Air freight challenges during COVID-19
The pandemic disrupted global supply chains, impacting industries worldwide. Hota, founded in 1966, faced shortages of cargo containers and labor at ports, compelling the use of expensive air freight for shipping heavy auto parts to North America. The challenges highlighted the importance of location in mitigating logistical hurdles and ensuring timely deliveries.
Shift in perspective: closer proximity over cost concerns
Holly Sheng, CEO of Hota, emphasized the shift in perspective, noting that the willingness to pay a bit more for proximity has become more acceptable. The move to the United States is seen as a natural decision, even though it comes with higher costs. This shift is attributed to the recognition that being closer to markets can offset logistical challenges and enhance overall operational efficiency.

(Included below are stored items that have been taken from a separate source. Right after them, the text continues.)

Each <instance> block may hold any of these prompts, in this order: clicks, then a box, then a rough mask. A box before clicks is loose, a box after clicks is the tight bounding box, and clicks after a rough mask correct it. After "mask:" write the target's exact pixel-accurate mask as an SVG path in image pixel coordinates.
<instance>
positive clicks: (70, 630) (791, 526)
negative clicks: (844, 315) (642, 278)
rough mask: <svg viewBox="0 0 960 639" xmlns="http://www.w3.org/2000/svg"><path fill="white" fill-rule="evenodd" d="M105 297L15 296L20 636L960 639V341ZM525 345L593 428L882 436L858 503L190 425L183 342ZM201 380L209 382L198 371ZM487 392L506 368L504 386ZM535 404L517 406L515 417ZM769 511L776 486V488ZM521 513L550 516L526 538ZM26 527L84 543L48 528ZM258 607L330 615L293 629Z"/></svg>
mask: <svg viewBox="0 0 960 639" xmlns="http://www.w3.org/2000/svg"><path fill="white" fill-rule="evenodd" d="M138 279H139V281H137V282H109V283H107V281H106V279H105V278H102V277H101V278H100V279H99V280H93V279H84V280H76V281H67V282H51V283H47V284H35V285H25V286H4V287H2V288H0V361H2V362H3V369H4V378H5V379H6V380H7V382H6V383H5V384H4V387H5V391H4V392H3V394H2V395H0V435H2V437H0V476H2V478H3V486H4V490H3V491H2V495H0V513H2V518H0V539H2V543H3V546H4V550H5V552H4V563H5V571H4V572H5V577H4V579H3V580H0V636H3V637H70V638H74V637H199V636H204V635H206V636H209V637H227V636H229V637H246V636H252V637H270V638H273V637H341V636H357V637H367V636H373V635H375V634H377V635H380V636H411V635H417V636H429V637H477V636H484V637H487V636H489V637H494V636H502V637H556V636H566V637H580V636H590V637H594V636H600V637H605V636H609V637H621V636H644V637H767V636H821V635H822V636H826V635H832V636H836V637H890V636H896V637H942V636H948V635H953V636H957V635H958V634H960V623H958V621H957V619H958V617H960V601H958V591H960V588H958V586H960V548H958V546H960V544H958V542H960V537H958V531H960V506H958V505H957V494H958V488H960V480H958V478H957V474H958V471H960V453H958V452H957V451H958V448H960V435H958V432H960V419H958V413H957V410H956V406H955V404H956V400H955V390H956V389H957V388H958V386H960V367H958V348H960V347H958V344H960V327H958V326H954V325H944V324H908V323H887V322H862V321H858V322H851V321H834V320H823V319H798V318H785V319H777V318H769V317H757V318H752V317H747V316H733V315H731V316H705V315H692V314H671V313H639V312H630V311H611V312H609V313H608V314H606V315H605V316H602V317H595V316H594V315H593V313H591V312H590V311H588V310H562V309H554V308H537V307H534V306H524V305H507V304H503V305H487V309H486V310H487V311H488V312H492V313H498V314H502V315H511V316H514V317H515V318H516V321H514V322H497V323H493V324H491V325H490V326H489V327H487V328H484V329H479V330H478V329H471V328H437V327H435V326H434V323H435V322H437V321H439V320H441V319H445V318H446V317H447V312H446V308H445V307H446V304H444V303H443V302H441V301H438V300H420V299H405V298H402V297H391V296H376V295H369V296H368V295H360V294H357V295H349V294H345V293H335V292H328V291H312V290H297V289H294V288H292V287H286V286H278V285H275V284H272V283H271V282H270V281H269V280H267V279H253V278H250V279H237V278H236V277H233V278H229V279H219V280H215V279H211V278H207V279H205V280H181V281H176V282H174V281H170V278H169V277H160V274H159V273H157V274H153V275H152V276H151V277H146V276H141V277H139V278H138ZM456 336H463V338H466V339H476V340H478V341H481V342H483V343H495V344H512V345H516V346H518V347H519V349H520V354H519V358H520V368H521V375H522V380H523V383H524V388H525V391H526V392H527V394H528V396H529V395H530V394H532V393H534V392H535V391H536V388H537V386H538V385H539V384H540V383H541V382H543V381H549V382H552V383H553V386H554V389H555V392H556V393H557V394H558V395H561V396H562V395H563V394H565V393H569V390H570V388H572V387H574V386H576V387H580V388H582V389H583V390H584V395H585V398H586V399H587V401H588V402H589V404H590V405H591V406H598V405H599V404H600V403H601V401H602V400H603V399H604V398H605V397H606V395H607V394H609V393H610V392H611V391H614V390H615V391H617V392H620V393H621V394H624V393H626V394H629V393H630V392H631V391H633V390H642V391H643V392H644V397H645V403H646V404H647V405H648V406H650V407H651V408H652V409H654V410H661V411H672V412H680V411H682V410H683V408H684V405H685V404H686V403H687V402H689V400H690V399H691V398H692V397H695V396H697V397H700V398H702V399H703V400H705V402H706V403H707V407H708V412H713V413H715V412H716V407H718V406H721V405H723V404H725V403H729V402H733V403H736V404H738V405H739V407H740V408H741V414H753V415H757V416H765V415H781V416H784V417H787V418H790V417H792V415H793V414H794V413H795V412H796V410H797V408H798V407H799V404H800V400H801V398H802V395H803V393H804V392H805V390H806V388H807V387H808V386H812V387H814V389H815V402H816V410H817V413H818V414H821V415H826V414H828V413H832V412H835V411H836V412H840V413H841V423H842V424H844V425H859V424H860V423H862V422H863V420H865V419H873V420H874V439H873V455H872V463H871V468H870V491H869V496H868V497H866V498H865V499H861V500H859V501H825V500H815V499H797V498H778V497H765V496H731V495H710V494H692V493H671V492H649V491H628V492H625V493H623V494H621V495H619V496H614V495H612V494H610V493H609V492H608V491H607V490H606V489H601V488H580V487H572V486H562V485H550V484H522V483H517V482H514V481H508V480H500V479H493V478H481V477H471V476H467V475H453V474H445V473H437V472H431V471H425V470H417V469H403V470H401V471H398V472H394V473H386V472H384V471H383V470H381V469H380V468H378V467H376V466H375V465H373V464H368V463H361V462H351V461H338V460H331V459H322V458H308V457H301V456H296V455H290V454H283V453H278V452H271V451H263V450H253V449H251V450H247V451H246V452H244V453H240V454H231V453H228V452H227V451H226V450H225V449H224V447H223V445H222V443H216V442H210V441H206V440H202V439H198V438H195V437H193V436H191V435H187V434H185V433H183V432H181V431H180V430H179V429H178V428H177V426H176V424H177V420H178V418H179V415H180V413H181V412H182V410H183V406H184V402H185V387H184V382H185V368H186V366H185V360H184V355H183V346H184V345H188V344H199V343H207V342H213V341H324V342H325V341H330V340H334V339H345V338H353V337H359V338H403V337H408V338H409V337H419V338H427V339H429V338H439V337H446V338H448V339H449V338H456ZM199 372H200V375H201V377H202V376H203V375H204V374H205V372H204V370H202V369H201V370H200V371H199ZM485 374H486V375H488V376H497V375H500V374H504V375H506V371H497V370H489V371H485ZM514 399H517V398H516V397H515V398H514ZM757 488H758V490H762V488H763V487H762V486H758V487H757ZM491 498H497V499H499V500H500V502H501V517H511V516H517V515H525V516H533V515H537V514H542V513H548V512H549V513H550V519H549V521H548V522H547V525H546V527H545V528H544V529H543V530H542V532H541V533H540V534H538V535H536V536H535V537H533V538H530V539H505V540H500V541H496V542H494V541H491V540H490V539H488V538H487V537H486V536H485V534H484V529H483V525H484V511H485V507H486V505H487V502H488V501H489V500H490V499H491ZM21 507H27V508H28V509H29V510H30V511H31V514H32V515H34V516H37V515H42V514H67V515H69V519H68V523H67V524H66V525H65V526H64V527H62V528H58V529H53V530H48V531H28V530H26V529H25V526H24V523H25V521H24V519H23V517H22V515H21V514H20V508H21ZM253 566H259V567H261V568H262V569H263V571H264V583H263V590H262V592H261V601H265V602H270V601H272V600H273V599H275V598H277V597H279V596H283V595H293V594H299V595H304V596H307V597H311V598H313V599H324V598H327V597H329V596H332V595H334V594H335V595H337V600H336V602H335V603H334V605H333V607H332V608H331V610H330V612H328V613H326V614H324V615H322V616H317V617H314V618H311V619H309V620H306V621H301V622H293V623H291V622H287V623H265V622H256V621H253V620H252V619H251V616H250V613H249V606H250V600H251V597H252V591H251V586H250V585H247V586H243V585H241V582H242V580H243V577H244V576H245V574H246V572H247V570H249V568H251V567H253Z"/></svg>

New Mexico investment and electric vehicle (EV) focus
Hota’s investment in New Mexico aligns with the broader trend in the automotive industry towards electric vehicles (EVs). The company anticipates the New Mexico facility, scheduled for mass production in 2025, to become a significant contributor to the growing EV supply chains in the region. The choice of New Mexico is driven by lower costs compared to other states and its proximity to key customers in the U.S. and Mexico.
Challenges and opportunities in the U.S. market
Acknowledging that U.S. costs will be higher, Sheng sees advantages in scale, vertical integration, and expertise. The U.S. Inflation Reduction Act is expected to alleviate some cost pressures as it encourages EV makers to source components domestically. Hota’s U.S. production, initially representing 5-8% of total output, will benefit from USD 3 million in funding from New Mexico and potential tax credits.
Concerns amidst global geo-political dynamics
While Hota’s expansion into the U.S. presents opportunities, concerns loom over global geo-political dynamics, particularly the ongoing tensions between China and Taiwan. Sheng acknowledges the challenge of convincing customers that war will not happen but emphasizes the importance of risk distribution to enhance customer confidence. Hota recognizes that while the U.S. venture is a significant step, it cannot entirely replace its established production base in Taiwan. The approach is viewed as a strategic diversification to mitigate risks and ensure business continuity.
Hota’s investment in New Mexico reflects the evolving landscape of global manufacturing, with companies seeking to balance cost considerations, supply chain resilience, and geopolitical uncertainties in their strategic decisions.